Over 90% of abdominal surgeries result in adhesions, a third of which end in re-hospitalization within 10 years, creating an enormous healthcare burden, estimated at over $1 billion a year in the United States alone. The mechanisms leading injured organ surfaces to seam remains undisclosed, primarily because of a lack of unidentifiable cellular origin.
Here, we discover that adhesions develop from the epithelial lining of the internal organs, called mesothelium. Using clonal analysis and lineage tracing, we discovered that the surface mesothelium which lines all of the internal organs, is the cellular source of fibrous adhesions. RNA sequencing and bioinformatics analyses of mouse mesothelial cells from injured mesothelium revealed aspects of the pathological mechanism of adhesion development and yielded several potential regulators of this process. We found that we can inhibit adhesions in mouse models by targeting mesothelial regulatory molecules that are upregulated during adhesion formation, such as hypoxia inducible factor 1 alpha (HIF1α), Mesothelin and CD47. Analyses of human adhesion tissue suggested that similar signaling pathways may contribute to surgical adhesions in human patients.

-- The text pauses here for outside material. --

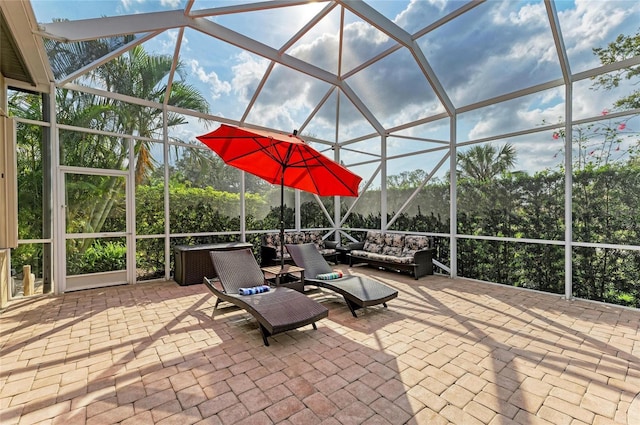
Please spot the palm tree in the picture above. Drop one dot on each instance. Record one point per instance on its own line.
(137, 74)
(485, 162)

Figure: Histologic section of an adhesion site between the peritoneum and intestine, in mice. Using a mouse model of post-operative adhesions in combination with lineage tracing techniques, we determined that mesothelium lining the organs (magenta) is the cellular source of adhesion tissue.
Prevention agents to universally reduce surgical adhesions in oncology, and gynecological, pelvic and abdominal surgery are urgently needed and do not show significant efficacy in clinical trials, primarily because of elusive pathomechanisms. Our findings provide potential new therapeutic avenues to treat post-operative adhesions across a range of surgical arenas.